Marty Puranik is CEO of Atlantic.Net, a cloud services and web hosting company based in Orlando. He agrees that it is pertinent to test backups. It is advice that GitLab shared earlier this year among lessons learned from when it lost 300GB of customer data from its primary database server.
“The first thing is to test your backups so you don't end up in that situation. But, if something bad happens like this, the best course of action is to come clean and start working on the next steps. By doing this, you avoid the problems of trying to cover-up and get to a solution faster which is what management really wants,” Puranik said in an email.
‘Crowd-Sourcing Panic Mode’
Let’s say you thought your backups were running smoothly, but something has gone wrong and now you realize you can’t retrieve the data.
First, the experts agree: don’t panic, and definitely don’t try to ignore it.
“Eventually someone is going to notice that this data is missing, especially if it’s critical data for the company,” John Martinez, Evident.io's VP of Customer Solutions said. And worse than losing your job, the company could face legal action depending on the type of data that has been lost.
Martinez has worked at cloud security company Evident.io for the past three and a half years. Prior to that he worked in sys admin roles at Netflix and Adobe Cloud. He said he has seen scenarios in his career where backups disappeared and data is long gone, but fortunately there are ways to recover.
The first question to ask yourself if you are in this situation is how important is that data? If it is absolutely critical, there are strategies that you can employ to help piece together some of the missing data, Martinez said. The first one is what he calls “crowd-sourcing panic mode.”
“We start talking to engineers that have been in the organization for a long time, they might have something squared away on their laptop, they might have an offline copy somewhere,” he said. “This is where you sort of go from ‘what are security best practices of having the data and the data retention’ to where ‘we’re not going to judge you based on you having a copy of this particular data on your laptop because you’re saving the company’s bacon.’”
“In all of the situations I’ve lived, even though it might be egg on the face for the person responsible for the backup policies, etc. it’s one where we sort of rally around and try to do what’s right for the business,” he said.
“One piece of advice that I’d have for an up and coming systems engineer that’s in the thick of it is to not panic, don’t worry about losing your job, but worry about doing what’s right and getting the data back,” Martinez said.
Atlantic.net’s Puranik adds that keeping a level-head and acting professional throughout is critical.
“If you handle it as a professional, and get through the crisis it’s usually OK,” Puranik said. “In addition, you would want to follow up with a post-mortem explaining how it happened, and what you're doing, so it doesn't happen again.

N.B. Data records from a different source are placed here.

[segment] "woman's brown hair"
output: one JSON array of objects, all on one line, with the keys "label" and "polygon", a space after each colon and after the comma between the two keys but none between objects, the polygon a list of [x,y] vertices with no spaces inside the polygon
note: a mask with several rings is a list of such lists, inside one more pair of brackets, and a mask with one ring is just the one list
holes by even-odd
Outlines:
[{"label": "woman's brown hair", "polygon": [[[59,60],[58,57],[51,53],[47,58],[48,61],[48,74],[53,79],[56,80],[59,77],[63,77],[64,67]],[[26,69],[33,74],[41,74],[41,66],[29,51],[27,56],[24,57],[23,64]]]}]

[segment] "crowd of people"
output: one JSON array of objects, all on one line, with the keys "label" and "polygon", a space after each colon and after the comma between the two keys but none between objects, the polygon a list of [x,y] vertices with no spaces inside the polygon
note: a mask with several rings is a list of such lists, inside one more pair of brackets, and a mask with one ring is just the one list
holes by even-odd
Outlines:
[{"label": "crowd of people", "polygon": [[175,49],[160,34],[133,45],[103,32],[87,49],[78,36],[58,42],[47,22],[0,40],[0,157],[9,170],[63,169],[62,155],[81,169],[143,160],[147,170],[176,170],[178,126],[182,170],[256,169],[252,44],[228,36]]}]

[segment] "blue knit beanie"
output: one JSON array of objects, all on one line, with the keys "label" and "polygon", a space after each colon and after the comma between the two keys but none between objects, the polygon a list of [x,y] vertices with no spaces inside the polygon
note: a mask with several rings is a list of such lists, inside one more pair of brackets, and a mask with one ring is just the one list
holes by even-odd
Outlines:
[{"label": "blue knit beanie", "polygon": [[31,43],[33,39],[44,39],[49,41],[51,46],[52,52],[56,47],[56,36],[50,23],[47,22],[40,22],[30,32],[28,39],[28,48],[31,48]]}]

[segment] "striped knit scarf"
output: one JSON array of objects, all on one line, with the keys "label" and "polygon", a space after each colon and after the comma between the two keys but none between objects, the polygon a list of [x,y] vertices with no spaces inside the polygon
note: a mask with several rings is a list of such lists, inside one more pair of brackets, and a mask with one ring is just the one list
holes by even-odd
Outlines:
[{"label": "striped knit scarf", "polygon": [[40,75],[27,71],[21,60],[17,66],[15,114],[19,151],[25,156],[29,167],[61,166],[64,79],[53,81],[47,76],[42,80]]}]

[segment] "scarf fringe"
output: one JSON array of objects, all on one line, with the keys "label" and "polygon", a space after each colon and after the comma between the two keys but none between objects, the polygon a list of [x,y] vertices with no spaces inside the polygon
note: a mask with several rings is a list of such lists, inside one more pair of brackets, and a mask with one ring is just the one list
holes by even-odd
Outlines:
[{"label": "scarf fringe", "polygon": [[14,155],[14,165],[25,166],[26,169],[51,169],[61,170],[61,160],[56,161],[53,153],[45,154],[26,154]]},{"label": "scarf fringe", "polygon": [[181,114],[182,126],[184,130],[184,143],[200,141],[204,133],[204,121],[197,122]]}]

Most managers realize IT pros are human, but it’s important for IT professionals to act professionally, especially when things go wrong (as they always will be given enough time).”
Reverse Engineering, Using Cloud Tools
From a technical perspective, there are ways for IT pros to piece together missing data through reverse engineering, Martinez said.
In the case of data loss around a product, look at code repositories to get back to the best state you can so you can fill in the blanks, he said.
Cloud providers provide tools around snapshots or multiple regions which can be extremely useful in the instance of retrieving data. “I can have much greater insurance tools at my disposal with the cloud,” Martinez said.
Finally, make sure that you identify what happened so you can fix that business problem moving forward. Be sure to do your research and leverage the tools that exist to help you automate a lot of the processes around data backup -- just don’t forget to test them.